Myopia is a disease linked to various eye problems and It is considered the main cause of irreversible visual impairment in the elderly.

But this pathology is usually acquired in childhood and the disease seems to be caused by genetics, insufficient time outdoors and many years of being in college classrooms.

The Centers for Disease Control and Prevention (CDC) states that approximately 1 in 4 preschool-age children have an undiagnosed or untreated vision problem in the country.

Because many vision problems start at an early age, they recommend parents make sure to get their child regular eye exams to keep their eyes healthy.

According to the review of Hindustan TimesIn a new study, researchers discovered five genetic variants that increase the likelihood of becoming nearsighted as children get older.

However, few have been shown to increase risk specifically in those with related lifestyle variables.

At least 340,000 participants of European ancestry underwent genome study to identify genetic variants that make people more susceptible to nearsightedness in combination with intensive schooling.

The study yielded five genetic variants that progressively increased people’s risk of becoming nearsighted the longer they spent in school, especially for people who had attained college-level education.

According to the findings, three of these variants were previously unknown, while two were found in cohort studies from East Asia, where about 80% of children become myopic.

For comparison, around 30% of children develop myopia in the West.
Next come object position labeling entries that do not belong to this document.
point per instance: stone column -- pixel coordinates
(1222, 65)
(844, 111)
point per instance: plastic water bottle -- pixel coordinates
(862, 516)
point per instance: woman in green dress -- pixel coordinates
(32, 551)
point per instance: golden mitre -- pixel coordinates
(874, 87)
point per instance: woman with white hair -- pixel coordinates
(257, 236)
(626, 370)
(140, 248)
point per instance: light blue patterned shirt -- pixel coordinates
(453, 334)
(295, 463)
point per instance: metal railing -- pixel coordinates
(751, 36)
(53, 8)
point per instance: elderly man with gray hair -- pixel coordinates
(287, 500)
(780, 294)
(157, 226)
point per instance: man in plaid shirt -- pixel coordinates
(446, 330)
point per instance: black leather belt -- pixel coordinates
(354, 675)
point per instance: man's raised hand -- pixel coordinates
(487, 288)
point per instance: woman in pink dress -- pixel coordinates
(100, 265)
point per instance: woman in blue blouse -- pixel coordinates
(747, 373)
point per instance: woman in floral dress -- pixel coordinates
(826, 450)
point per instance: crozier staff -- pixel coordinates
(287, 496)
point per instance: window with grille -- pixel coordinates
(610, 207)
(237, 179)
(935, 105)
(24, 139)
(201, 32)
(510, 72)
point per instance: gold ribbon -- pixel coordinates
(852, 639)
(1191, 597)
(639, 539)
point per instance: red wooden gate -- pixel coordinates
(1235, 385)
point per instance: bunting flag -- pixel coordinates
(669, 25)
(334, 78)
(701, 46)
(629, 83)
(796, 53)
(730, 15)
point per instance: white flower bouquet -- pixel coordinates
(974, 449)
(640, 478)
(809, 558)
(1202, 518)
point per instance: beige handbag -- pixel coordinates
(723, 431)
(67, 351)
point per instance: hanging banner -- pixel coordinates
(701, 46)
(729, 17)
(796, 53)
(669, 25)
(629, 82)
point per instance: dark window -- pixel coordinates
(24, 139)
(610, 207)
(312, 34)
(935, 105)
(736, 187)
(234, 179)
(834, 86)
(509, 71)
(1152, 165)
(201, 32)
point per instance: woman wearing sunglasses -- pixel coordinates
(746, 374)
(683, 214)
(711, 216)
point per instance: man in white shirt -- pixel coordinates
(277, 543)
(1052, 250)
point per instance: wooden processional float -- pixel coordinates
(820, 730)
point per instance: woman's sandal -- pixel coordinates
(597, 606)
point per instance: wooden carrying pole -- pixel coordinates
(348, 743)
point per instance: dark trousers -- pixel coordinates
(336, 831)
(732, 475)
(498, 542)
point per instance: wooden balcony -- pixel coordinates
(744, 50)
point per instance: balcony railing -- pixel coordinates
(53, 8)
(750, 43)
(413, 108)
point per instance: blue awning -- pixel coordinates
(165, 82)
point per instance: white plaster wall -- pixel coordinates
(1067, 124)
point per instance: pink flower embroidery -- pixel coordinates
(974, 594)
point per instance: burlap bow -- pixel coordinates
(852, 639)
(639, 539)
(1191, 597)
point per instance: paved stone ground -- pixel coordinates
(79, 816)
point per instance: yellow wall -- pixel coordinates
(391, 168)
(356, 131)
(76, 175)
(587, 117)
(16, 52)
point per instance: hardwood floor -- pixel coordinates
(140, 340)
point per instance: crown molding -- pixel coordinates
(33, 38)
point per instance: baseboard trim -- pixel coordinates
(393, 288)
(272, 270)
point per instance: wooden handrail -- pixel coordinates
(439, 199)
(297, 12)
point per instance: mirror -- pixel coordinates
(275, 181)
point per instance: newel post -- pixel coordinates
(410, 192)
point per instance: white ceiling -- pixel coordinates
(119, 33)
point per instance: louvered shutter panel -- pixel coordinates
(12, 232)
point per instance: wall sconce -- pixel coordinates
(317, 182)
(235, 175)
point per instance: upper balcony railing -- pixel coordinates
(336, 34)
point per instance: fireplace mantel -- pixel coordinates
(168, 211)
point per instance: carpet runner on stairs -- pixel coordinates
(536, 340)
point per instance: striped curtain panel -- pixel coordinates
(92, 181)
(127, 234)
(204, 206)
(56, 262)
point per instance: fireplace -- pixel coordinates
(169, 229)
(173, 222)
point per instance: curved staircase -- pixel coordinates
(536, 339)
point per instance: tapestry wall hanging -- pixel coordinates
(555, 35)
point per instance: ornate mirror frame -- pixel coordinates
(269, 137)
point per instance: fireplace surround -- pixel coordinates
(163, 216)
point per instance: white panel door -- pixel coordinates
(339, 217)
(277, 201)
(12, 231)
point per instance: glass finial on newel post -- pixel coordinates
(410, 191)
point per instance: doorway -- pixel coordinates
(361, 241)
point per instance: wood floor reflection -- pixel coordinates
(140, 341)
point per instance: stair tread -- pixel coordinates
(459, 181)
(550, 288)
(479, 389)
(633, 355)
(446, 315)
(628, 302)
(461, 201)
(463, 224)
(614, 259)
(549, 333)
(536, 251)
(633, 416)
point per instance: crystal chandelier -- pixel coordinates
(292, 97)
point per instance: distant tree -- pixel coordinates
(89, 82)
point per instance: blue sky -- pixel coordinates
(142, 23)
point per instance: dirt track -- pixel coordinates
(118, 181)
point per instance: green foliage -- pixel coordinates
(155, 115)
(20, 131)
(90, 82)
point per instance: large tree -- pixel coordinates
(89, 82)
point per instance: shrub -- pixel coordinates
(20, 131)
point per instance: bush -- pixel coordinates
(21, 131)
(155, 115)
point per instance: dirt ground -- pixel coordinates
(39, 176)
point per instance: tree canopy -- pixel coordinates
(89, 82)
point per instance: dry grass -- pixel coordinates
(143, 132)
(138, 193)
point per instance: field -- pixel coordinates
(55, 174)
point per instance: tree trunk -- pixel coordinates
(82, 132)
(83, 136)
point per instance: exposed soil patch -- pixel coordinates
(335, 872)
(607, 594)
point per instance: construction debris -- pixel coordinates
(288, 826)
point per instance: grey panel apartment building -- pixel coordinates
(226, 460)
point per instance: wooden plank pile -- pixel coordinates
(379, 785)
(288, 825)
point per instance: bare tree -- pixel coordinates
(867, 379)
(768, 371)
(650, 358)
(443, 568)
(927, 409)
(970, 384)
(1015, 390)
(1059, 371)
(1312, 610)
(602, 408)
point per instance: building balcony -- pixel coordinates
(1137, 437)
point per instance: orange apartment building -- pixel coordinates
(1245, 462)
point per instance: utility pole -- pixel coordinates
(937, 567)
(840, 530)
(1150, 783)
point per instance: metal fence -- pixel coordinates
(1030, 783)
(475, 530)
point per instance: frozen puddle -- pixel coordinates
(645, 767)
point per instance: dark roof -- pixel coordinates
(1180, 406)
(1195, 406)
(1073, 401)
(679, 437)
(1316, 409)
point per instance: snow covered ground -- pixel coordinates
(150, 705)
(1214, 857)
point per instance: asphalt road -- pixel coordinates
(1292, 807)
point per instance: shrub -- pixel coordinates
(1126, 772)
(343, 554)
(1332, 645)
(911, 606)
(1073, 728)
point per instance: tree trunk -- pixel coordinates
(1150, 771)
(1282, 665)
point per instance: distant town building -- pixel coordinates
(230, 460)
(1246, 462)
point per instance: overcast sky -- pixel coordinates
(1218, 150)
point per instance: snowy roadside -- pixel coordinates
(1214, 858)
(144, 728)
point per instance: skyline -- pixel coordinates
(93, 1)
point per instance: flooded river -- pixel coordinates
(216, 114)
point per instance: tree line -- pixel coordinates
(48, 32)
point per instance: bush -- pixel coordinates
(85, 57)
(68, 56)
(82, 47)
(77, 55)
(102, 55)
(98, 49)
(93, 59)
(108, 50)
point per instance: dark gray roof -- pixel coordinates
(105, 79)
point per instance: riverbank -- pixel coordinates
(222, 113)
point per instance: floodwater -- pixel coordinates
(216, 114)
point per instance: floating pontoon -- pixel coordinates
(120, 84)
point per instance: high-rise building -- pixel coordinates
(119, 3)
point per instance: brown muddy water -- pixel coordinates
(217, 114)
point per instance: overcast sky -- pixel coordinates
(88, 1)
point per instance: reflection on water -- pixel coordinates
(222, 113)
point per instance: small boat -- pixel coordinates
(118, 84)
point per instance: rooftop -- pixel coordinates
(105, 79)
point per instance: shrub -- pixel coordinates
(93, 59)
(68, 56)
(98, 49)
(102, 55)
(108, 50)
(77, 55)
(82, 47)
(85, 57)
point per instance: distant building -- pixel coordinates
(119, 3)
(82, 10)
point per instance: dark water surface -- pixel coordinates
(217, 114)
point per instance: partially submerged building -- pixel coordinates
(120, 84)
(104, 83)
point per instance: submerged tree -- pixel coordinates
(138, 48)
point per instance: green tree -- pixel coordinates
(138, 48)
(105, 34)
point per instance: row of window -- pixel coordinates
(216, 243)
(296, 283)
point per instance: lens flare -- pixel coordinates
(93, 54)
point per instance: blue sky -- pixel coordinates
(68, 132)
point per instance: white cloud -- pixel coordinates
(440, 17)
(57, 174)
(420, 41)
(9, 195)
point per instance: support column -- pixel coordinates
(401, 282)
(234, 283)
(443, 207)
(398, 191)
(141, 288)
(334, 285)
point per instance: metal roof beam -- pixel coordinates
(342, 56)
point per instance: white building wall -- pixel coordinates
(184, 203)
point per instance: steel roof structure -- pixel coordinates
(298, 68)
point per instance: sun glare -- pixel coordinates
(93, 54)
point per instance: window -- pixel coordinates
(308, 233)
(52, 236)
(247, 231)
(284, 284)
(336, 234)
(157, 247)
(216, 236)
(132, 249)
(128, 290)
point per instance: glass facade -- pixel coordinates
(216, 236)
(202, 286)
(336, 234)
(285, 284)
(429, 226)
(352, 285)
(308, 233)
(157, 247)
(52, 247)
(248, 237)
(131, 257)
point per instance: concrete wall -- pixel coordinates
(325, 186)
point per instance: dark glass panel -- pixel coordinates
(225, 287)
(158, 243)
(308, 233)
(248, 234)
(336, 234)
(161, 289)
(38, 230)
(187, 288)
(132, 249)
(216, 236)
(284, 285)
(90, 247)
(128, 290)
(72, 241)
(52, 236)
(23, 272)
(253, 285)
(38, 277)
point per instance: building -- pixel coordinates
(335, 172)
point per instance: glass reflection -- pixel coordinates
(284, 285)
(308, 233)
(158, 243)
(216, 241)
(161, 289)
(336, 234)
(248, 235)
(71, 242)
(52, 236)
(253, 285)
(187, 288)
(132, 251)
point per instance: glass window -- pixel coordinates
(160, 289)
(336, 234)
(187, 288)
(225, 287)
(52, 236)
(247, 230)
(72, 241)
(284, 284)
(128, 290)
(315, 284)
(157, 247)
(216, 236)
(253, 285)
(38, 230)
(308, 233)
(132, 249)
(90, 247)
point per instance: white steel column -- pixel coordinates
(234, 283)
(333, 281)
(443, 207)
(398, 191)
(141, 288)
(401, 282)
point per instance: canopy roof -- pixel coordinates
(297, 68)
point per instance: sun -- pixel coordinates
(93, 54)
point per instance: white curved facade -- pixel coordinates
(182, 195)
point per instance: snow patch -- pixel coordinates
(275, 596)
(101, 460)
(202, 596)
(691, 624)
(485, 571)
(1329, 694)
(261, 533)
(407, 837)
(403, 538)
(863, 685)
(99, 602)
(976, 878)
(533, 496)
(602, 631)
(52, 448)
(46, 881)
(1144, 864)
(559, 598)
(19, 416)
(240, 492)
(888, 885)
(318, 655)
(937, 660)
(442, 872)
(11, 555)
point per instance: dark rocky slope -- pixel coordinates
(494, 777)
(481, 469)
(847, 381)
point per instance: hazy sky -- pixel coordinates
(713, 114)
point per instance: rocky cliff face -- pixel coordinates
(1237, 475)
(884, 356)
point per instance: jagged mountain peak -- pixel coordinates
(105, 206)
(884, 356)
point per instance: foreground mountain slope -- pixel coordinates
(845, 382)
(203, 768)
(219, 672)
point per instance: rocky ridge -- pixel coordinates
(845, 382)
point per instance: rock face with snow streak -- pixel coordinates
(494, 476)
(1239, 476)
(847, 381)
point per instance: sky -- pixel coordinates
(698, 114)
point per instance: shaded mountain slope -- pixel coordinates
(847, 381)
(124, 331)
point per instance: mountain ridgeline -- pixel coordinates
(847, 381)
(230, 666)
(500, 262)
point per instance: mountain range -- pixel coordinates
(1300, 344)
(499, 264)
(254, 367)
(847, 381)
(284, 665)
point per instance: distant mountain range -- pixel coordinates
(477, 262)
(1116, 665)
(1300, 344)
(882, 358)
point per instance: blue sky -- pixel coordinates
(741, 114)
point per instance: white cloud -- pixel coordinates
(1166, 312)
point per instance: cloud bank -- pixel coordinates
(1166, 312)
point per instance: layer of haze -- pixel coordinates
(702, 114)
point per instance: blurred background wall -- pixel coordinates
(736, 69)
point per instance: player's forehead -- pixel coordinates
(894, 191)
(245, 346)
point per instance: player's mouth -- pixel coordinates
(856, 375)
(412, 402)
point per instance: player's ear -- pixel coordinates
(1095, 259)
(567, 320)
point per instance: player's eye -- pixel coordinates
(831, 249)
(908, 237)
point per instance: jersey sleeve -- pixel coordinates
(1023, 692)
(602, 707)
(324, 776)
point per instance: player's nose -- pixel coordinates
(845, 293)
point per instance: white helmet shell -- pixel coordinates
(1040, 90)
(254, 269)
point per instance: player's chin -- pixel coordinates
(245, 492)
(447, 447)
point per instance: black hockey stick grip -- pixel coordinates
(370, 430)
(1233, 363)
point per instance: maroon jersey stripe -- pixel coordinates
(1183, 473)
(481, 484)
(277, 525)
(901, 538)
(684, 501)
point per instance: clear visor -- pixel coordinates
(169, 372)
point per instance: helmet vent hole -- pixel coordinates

For this reason, the researchers concluded that these findings provide new insights into the biological pathways that cause myopiabut more research is needed to understand how those pathways interact with lifestyle factors to cause the condition.

What eye exams can you do to your children?

The CDC recommends getting an eye evaluation, which is a quick check. It can be done by a family doctor, pediatrician, school nurse, or other health care professional.

Another option is a complete eye exam, it is a little more rigorous than the previous one and is performed by an eye specialist, who is also called an ophthalmologist or optometrist.